Agriculture contributes to climate change
Farming releases significant amounts of methane and nitrous oxide, two powerful greenhouse gases. Methane is produced by livestock during digestion due to enteric fermentation and is released via belches. Greenhouse-gas emissions, livestock, and fodder production each generate more than 3 billion tonnes of CO2 equivalent.
Climate change affects agriculture
Crops need good soil, water, sunlight, and heat to grow. Warmer air temperatures affect the length of the growing season. Flowering and harvest dates for cereal crops are now happening several days earlier in the season. These changes are expected to continue in many regions. Due to extreme heat and water stress in summer months, some summer crops are cultivated in winter instead. Changes in temperatures and growing seasons affect the proliferation and the spreading of some species, which might in turn affect crop yields. A part of the potential yield losses is farming practices, such as rotating crops to match water availability, adjusting sowing dates to temperature and rainfall patterns, and using crop varieties better suited to new conditions.

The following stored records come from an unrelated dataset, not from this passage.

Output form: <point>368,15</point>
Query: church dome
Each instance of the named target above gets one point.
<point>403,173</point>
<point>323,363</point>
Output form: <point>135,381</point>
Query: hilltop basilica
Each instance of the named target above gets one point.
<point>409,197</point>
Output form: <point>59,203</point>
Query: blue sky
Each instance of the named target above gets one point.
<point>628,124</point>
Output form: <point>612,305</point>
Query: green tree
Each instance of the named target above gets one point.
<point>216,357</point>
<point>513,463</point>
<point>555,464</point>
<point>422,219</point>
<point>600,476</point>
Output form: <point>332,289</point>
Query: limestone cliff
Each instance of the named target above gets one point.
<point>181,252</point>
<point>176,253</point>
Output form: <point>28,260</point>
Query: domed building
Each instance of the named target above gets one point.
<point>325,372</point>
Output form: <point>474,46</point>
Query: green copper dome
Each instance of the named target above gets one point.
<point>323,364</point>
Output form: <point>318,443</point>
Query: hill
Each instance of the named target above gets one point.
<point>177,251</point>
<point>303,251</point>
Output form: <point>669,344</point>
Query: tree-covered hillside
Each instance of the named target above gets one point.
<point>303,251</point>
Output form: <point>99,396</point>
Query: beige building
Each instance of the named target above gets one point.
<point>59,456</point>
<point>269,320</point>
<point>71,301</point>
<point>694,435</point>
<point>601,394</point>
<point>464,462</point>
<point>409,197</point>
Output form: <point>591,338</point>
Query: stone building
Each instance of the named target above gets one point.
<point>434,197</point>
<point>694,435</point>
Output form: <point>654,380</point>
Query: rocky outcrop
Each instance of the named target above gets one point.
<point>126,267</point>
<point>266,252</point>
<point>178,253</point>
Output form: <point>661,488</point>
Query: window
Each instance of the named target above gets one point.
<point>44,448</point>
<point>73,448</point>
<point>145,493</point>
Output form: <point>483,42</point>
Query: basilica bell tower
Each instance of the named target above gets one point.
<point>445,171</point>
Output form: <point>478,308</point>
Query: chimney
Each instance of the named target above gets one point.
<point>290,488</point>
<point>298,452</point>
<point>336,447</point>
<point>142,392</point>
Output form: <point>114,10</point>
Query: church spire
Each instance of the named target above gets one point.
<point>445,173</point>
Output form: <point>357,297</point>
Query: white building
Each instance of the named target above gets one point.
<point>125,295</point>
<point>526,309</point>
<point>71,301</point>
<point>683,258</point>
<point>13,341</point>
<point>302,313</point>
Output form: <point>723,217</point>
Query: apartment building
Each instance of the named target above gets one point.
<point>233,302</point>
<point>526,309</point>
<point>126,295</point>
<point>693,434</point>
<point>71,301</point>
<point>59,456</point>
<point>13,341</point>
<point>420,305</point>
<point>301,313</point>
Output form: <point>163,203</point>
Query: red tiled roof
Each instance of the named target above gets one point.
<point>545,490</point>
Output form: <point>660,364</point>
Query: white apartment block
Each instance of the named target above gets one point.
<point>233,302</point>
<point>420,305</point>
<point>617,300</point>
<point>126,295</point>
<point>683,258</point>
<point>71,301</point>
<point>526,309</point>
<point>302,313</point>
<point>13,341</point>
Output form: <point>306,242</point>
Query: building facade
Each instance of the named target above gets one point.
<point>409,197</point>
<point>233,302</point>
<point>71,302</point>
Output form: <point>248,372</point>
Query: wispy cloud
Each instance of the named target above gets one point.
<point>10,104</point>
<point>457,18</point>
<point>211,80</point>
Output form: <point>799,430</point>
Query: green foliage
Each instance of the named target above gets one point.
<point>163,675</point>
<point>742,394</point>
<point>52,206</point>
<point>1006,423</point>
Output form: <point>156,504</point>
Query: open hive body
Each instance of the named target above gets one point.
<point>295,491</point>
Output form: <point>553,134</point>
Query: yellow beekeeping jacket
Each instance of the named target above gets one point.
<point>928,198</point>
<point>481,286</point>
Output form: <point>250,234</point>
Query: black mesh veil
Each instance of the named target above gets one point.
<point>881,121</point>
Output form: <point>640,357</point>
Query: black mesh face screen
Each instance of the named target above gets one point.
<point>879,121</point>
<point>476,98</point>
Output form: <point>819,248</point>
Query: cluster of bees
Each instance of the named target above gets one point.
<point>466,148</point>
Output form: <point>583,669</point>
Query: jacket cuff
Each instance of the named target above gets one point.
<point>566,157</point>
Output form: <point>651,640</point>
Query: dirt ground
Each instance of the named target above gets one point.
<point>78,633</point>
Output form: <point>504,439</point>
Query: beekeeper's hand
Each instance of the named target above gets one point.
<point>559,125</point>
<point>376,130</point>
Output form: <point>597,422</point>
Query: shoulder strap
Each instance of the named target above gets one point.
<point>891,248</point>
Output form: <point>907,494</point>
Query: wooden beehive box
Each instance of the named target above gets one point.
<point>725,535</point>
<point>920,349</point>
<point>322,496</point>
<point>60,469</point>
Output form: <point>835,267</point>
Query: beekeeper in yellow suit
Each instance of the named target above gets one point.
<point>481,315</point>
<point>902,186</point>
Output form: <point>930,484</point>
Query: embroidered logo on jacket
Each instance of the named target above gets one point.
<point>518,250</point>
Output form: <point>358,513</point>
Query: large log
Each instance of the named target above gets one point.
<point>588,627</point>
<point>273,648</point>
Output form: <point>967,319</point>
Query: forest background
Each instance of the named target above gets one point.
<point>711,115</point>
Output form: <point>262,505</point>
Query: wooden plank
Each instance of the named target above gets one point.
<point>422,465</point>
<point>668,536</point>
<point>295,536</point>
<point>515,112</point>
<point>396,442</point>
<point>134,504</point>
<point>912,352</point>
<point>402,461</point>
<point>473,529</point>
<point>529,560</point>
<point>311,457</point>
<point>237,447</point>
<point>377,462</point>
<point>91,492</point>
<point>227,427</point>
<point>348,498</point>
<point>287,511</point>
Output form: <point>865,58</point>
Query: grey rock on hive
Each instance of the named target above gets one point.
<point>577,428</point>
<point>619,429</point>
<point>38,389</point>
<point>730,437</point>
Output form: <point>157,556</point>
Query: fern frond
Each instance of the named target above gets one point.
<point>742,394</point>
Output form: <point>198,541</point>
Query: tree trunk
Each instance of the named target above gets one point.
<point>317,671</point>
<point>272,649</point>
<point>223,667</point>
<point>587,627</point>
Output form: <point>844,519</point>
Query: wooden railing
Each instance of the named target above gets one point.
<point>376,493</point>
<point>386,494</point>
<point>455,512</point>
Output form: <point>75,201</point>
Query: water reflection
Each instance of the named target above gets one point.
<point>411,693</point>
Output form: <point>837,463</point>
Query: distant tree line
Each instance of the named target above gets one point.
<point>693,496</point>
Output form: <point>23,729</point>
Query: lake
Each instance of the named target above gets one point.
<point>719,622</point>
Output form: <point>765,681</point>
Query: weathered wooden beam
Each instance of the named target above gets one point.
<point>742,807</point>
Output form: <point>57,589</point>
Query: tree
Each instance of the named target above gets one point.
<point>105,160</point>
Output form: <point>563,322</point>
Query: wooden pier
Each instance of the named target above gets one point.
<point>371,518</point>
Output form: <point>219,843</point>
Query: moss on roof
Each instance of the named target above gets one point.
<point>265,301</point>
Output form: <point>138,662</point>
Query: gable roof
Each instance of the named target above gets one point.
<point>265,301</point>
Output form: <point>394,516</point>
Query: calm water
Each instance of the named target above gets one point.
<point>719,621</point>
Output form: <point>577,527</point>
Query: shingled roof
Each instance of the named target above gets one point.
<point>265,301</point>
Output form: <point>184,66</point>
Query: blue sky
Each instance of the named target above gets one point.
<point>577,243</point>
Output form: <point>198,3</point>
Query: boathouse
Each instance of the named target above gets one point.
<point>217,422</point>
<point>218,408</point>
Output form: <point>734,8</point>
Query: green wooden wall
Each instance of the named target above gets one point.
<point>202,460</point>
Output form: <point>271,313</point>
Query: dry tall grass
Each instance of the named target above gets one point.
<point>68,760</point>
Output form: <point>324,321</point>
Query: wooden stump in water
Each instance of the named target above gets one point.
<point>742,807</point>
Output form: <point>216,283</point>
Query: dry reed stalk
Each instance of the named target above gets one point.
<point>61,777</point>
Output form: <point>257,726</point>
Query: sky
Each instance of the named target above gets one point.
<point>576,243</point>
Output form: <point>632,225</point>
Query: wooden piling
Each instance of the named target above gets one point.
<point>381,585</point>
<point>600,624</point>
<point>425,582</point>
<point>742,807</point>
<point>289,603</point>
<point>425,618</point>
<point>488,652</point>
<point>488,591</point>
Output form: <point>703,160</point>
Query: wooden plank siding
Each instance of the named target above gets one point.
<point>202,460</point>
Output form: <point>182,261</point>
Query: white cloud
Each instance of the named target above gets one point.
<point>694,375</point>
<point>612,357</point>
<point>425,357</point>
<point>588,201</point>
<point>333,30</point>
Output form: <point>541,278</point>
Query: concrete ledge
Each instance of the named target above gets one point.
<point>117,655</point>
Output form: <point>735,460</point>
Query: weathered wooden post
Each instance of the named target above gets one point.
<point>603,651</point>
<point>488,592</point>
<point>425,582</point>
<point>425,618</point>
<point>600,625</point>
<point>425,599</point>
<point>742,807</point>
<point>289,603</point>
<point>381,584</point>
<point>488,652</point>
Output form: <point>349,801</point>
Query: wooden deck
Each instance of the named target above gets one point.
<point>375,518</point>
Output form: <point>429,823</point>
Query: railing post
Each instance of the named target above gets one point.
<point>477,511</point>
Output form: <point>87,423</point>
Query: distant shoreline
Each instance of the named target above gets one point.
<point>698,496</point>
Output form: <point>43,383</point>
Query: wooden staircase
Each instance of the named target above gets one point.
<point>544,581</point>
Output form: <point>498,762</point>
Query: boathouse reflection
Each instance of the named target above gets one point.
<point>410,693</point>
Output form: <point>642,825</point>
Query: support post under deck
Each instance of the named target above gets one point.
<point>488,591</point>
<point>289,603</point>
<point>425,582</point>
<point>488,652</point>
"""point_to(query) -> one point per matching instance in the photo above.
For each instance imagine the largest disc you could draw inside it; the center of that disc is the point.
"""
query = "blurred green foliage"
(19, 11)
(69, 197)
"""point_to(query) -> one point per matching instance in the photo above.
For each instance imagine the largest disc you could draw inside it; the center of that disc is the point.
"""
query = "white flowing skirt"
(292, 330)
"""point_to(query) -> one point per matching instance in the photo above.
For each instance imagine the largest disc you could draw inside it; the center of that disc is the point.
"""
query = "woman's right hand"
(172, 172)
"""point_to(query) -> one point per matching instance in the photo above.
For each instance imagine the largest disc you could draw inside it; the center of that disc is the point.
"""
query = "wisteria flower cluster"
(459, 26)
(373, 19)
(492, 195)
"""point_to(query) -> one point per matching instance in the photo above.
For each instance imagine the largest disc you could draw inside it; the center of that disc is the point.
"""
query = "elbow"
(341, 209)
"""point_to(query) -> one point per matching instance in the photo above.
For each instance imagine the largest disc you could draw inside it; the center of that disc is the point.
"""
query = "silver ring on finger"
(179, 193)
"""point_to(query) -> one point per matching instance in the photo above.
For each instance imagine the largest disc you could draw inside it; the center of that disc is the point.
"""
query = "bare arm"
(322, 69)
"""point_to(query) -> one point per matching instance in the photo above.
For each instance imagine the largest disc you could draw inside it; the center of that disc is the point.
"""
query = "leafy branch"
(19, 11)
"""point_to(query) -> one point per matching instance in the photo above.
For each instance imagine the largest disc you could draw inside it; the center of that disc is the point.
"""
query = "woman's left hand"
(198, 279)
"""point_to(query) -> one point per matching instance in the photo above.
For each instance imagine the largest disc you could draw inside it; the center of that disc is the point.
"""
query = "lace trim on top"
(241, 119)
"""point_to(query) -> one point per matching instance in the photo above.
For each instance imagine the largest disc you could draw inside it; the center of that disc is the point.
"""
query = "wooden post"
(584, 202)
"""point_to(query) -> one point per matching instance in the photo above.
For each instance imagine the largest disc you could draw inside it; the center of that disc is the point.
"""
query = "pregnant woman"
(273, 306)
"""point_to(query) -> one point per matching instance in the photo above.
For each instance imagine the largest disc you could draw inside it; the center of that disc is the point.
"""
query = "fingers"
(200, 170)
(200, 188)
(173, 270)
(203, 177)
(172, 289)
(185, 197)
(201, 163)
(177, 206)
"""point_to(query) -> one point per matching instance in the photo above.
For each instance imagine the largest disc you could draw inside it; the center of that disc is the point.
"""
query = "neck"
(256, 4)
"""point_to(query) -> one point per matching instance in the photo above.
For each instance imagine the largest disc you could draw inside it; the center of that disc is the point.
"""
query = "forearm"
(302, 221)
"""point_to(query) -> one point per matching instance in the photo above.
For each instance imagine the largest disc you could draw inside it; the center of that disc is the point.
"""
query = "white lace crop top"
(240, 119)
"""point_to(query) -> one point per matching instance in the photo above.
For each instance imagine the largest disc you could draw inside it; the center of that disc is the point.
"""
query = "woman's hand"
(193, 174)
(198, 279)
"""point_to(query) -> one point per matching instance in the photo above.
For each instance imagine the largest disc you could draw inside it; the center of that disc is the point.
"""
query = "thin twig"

The global market, global demand, global warming…
Producing more food out of the land that is already used for agriculture often requires heavier use of nitrogen-based fertilizers, which in turn release nitrous oxide emissions and contribute to climate change. Intensive agriculture and fertilizer use also release nitrates to the soil and to water bodies. Although not directly linked to climate change, high concentrations of nutrients in water bodies cause eutrophication. Eutrophication causes algae growth and depletes oxygen in the water, which in turn has severe impacts on aquatic life and water quality. Conversion of forest areas into agricultural land is also not a solution as this process is a source of greenhouse gas emissions.
It is clear that the world will need to produce more food and that key resources are limited. Agriculture has a high impact on the environment and the climate. Moreover, climate change affects — and will continue to affect — how much food can be produced and where.
The global competition for these essential resources, especially with the pending impacts of climate change, is driving developed countries to purchase large patches of agricultural land in less-developed countries. Such land purchases and climate change impacts raise questions about food security in developing countries in particular. Food security is not only a matter of producing sufficient quantities of food but also of having access to food of sufficient nutritional value.
This complex problem requires a coherent and integrated policy approach to climate change, energy, and food security. We need to increase yields while reducing our dependence on agrochemicals, to reduce food waste, and to reduce our consumption of resource-intensive and greenhouse gas-intensive foods such as meat.